Search code examples
javahtmlxmlflying-saucer

Flying Saucer not recognizing html entities


I'm trying to use an html file as a template for a pdf, but Flying Saucer isn't recognizing the HTML5 entities (&trade, &nbsp etc). If I replace them with their hex values, then the program runs fine.

My code is as follows:

  public static InputStream create(String content) throws PDFUtilException {

try (ByteArrayOutputStream baos = new ByteArrayOutputStream();) {
  ITextRenderer iTextRenderer = new ITextRenderer();
  iTextRenderer.getSharedContext()
               .setReplacedElementFactory(new MediaReplacedElementFactory(iTextRenderer.getSharedContext()
                                                                                       .getReplacedElementFactory()));

  iTextRenderer.setDocumentFromString(closeOutTags(content), null);
  iTextRenderer.layout();
  iTextRenderer.createPDF(baos);
  return new ByteArrayInputStream(baos.toByteArray());
} catch (IOException | DocumentException e) {
  throw new PDFUtilException("Unable to create PDF", e);
}

}

Thanks,

Oliver


Solution

  • Michael is correct in saying that Flying Saucer needs well-formed XML, but if your only problem are predefined HTML entities (which aren't part of XML), then you can declare them yourself at the begin of your document like so:

    <!DOCTYPE html [
      <!ENTITY % htmlentities SYSTEM "https://www.w3.org/2003/entities/2007/htmlmathml-f.ent">
      %htmlentities;
    ]>
    <!-- your XHTML text following here -->
    

    This pulls-in the entity declarations from their official URL into the htmlentities parameter entity, then references (eg. "executes") the pulled-in declarations.

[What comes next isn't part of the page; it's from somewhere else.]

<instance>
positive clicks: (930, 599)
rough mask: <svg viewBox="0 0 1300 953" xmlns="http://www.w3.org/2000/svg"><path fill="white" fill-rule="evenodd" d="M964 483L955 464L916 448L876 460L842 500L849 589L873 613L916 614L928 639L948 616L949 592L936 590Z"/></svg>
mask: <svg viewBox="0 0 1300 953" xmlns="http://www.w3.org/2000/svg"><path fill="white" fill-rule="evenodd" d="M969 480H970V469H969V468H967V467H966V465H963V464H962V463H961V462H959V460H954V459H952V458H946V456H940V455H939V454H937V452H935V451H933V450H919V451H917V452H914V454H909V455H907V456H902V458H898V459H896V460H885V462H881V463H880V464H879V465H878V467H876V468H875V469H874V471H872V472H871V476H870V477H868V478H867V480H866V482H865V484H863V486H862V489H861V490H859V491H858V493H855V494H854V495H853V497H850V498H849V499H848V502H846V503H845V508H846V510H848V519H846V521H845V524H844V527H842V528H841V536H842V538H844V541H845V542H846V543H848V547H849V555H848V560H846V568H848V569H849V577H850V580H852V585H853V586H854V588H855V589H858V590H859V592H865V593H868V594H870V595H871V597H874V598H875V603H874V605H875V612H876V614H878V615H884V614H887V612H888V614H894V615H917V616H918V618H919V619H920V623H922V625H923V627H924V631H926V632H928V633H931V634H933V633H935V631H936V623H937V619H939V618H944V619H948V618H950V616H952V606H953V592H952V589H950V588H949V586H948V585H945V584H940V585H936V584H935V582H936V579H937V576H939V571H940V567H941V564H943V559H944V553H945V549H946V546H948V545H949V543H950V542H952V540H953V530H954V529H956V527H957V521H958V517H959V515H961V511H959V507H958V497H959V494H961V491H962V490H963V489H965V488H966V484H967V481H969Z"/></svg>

If you only need trade and nbsp, or if Flying Saucer won't allow you to access URLs from the net, you can declare them manually as well:

    <!DOCTYPE html [
      <!ENTITY trade "&#x02122;">
      <!ENTITY nbsp "&#x000A0;">
    ]>
    <!-- your XHTML text following here -->
    

    Now if you actually have a proper HTML (not XHTML) file, then you won't be able to use an XML processor directly with it, because HTML uses markup features not supported by XML (for example, empty elements such as the img element, omitted tags, and attribute shortforms). But you can use an SGML processor to first convert HTML to XHTML (XML), and then use Flying Saucer on the result XML file (SGML is the superset of both HTML and XML, and the original markup language on which HTML and XML are based). The process involves using an HTML DTD grammar such as the original W3C HTML4 DTD (from 1999) or my HTML5 DTD on sgmljs.net plus an SGML processor. Before going into details, though, first check if merely adding entity declarations as already described solves your problem.